Evershed modelled it on a project produced by the short-lived news site the Global Mail, using one square per file, grouped by month, filtered by year, and coloured by incident type.

He says allowing public access to the full database, the grinding reality of it, was key to the story’s long tail. “We put in all of this work to make sure all of the source material could go online.

“People were then able to find out through the source documents exactly what had happened. I think that was part of why it had such a long-lasting impact.”

Woodward says there was some nervousness about publishing the documents in full. “There was a lot of working through privacy and the public interest,” he says. “We were assiduous with redactions, in protecting the names of the refugees and also, after some discussion, the staff at the centre.”

As they got closer to publication day, the team was quite prepared for government intervention.

The story on the Guardian newspaper’s front page

The risk was real: whistleblowers from inside the detention regime had been threatened with jail for speaking out. Offshore detention security firms had hired private investigators to track down the sources of Guardian stories.

“We were clearly very careful about who had access to the material and how we talked about it,” Woodward says. “A lot of the staff knew we had something but didn’t know what. There were a lot of conversations with our lawyers in Sydney.”

Then – “bang, we just put it all up there,” Marshall says. Months of careful planning finally became the Nauru files, the largest cache of documents to be leaked from within Australia’s asylum seeker detention regime.

The story featured on the front page of the Guardian newspaper in the UK as well as on Guardian websites around the world, backed by dozens of accompanying pieces, videos and photo galleries. It punched through in a way immigration stories rarely do.

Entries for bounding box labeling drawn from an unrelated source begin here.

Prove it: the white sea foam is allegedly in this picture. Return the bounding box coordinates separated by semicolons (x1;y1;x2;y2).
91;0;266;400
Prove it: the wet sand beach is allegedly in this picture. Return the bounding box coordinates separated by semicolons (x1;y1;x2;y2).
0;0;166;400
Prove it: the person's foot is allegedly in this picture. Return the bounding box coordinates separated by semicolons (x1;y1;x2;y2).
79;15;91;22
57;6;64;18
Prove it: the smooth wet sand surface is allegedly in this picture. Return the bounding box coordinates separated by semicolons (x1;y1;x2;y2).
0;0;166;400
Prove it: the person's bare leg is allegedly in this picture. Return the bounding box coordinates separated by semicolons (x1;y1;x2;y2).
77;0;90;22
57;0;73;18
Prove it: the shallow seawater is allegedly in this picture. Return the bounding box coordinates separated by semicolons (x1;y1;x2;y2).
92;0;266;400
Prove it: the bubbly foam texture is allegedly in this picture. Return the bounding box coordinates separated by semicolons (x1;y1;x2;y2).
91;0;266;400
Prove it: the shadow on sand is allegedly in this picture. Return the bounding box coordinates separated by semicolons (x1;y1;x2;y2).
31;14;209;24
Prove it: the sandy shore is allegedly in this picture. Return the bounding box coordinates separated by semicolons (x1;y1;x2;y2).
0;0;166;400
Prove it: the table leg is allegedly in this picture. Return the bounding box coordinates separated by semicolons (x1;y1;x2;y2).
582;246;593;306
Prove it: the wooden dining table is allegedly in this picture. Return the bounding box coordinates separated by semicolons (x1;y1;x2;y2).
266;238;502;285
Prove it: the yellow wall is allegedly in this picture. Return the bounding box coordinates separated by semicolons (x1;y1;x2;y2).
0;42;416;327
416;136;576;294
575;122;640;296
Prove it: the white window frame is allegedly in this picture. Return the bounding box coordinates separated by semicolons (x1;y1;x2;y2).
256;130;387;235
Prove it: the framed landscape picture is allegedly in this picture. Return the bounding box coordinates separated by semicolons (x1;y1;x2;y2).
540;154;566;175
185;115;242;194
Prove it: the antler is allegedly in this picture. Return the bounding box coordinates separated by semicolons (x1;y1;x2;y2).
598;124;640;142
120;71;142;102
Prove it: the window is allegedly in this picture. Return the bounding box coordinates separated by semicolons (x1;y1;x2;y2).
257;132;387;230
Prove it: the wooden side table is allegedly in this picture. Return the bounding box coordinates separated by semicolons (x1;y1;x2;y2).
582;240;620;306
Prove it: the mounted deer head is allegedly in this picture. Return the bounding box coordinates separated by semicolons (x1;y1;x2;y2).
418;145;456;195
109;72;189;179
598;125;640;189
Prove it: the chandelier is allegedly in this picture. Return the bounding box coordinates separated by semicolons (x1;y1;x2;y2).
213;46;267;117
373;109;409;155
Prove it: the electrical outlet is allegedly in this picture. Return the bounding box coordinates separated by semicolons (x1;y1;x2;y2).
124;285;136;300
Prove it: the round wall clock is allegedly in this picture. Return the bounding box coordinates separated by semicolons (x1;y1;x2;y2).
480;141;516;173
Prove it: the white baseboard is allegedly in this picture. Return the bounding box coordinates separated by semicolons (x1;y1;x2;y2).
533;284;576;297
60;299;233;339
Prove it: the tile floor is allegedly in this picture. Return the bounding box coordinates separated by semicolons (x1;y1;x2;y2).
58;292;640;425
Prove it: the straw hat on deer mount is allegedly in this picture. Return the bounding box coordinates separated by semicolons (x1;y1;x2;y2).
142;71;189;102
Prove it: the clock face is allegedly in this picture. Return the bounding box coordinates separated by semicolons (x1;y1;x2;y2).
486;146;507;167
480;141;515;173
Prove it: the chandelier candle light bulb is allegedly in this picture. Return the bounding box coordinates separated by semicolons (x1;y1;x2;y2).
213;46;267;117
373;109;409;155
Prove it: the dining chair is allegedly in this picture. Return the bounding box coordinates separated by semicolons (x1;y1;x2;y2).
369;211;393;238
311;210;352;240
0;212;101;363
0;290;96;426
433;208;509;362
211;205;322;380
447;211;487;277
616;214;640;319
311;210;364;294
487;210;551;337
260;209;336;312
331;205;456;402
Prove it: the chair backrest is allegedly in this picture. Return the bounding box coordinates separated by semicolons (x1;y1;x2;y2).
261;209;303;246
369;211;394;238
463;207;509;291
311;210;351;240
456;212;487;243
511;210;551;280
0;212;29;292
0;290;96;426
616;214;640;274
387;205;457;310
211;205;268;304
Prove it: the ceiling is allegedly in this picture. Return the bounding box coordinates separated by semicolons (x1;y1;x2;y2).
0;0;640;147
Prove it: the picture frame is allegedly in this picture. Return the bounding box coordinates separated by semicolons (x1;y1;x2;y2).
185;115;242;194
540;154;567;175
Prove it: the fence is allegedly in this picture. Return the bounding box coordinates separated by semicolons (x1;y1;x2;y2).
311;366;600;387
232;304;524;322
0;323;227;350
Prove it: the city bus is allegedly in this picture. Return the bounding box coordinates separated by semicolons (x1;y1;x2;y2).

In the short term, it triggered a parliamentary inquiry.

Ben Doherty
Reporter Ben Doherty at home in Sydney: ‘This wasn’t us talking. This was the regime itself talking, and revealing all of this awfulness.’ Photograph: Mike Bowers/The Guardian

It also, according to reporter Ben Doherty, disproved the government’s claim at the time that journalists were exaggerating what was occurring on the island or running an activist line.

“This wasn’t us talking,” he says. “This was the regime itself talking, and revealing all of this awfulness and how brutal those conditions were. That’s what made it incredibly powerful and irrefutable and unimpeachable – that these are your own documents.”

In the long term, Davidson says the story significantly shifted the debate about Australia’s treatment of asylum seekers. “There had always been this argument about focusing on whether these people have a legitimate asylum claim.

“The Nauru files show that’s not the argument we’re supposed to be having. The argument is how we treat people when they come and ask for help.”

Woodward, who is now head of sport at the Guardian UK, says the project was an “undeniable illustration of the profound human cost [of Australia’s immigration policy], and brought it home not just to Australians but people across the world”.

For Farrell, the fact that interest in the Nauru files has persisted well past the date the stories were published is their most unexpected legacy. Years since their release, the documents have been referenced in public readings, protests, art installations and plays. “[The database] is housed online in perpetuity,” he says. “It lives on, in this strange way.”

The detention centre on Nauru remains Australia’s “enduring form” of offshore processing, Doherty says. Australia was forced to shut its other international detention centre on Manus Island after Papua New Guinea’s supreme court ruled it was illegal. “But there are still nearly 90 refugees and asylum seekers held in PNG, most trapped in a dangerous existence on the margins of the capital Port Moresby,” he says. “Australia claims – wrongly – it has no legal responsibility for them.”

The 40 refugees still held on Nauru live in the community. The detention centre itself is in abeyance, on standby for future arrivals.